Foto: Juliana Dal Piva/Agência O Globo
Irmã da ex-mulher de Bolsonaro, a fisiculturista Andrea Siqueira Valle, de 47 anos, foi nomeada para cargo em 2008 e por 9 anos jamais teve identificação funcional. Apenas em 2017 foi pedido um crachá da Alerj em seu nome. Nesse período, ela sempre viveu em Resende. Tinha salário bruto de R$ 7.326,64, além de receber auxílio educação de R$ 1.193,36.
Foto: Reprodução
O vendedor aposentado José Cândido Procópio da Silva Valle, de 76 anos, é pai de Ana Cristina Valle, ex-mulher do presidente Jair Bolsonaro. Ele foi nomeado no gabinete de Flávio em 2003. Lá, teve um salário bruto que chegou a R$ 6.322,28 em 2007. Ele foi exonerado um ano depois. Durante todo o período jamais teve crachá da Alerj.

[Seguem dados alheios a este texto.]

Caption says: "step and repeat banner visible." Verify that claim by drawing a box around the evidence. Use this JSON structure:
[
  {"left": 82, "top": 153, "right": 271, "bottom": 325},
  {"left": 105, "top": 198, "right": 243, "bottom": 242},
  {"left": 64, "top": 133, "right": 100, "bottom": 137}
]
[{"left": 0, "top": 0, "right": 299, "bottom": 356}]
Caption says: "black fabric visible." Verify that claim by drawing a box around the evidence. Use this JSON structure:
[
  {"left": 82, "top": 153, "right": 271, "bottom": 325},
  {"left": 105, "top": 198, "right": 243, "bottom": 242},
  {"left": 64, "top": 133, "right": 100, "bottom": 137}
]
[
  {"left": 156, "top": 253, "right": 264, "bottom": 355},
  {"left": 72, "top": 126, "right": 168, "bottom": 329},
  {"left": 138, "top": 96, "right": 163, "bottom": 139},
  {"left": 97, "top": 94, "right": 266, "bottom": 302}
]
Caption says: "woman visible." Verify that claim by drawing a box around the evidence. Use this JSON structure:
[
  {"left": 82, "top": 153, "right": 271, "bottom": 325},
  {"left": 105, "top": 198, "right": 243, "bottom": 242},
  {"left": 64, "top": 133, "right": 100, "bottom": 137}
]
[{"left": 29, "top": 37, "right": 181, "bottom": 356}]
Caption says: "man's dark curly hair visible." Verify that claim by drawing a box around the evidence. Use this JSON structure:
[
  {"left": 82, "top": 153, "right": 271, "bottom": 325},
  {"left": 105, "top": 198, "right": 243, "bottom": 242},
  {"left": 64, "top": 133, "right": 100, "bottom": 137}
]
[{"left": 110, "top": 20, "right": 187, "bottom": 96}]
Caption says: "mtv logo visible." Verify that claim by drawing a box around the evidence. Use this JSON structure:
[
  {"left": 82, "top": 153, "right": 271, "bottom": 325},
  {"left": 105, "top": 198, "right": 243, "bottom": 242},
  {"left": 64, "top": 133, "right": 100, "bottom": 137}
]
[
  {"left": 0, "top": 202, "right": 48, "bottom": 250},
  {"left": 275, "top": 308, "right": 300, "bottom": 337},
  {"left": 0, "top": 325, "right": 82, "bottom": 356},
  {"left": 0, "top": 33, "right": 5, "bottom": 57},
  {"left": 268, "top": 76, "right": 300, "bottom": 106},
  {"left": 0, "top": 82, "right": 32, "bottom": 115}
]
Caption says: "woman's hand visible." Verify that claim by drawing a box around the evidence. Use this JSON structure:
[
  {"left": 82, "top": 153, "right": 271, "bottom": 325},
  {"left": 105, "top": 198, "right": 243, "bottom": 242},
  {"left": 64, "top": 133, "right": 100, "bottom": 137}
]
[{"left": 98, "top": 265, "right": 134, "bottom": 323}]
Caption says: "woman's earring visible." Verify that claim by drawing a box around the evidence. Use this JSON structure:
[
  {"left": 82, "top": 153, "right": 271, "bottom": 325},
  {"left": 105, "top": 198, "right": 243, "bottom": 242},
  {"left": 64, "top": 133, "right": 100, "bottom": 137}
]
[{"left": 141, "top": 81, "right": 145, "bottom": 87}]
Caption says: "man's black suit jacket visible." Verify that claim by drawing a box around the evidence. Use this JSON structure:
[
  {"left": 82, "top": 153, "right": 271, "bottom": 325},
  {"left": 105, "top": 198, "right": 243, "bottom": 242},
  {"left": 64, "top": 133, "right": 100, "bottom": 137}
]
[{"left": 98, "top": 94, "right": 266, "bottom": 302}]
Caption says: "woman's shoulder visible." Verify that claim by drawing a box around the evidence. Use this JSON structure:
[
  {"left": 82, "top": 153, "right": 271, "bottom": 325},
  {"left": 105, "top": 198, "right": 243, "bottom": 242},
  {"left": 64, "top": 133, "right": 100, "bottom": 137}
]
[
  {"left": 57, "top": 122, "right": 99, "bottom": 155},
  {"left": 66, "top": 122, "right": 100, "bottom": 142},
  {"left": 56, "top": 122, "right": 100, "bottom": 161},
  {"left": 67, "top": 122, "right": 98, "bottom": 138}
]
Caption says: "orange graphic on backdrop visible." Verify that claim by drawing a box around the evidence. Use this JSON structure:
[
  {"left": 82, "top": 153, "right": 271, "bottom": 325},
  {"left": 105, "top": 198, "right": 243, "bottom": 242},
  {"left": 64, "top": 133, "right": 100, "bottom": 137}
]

A professora aposentada Maria José Siqueira e Silva, de 77 anos, também nunca teve crachá funcional da Alerj, apesar de ter sido lotada no gabinete de Flávio de outubro de 2003 até maio de 2012. Tia da ex-mulher do presidente, ela chegou a receber um salário bruto de R$ 4.400,06.
A investigação foi instaurada em 31 julho do ano passado, meses depois que o antigo Conselho de Controle de Atividades Financeiras enviou espontaneamente um relatório ao MP com movimentação atípica de Queiroz num total de R$ 1,2 milhão entre janeiro de 2016 e janeiro de 2017.
O caso ficou parado de julho até novembro aguardando decisão do Supremo Tribunal Federal (STF) sobre a legalidade do compartilhamento de informações sigilosas por órgãos como a Unidade de Inteligência Financeira (UIF, antigo Coaf) e a Receita Federal com o Ministério Público e órgãos policiais sem autorização judicial. O STF aprovou no mês passado a tese para o compartilhamento.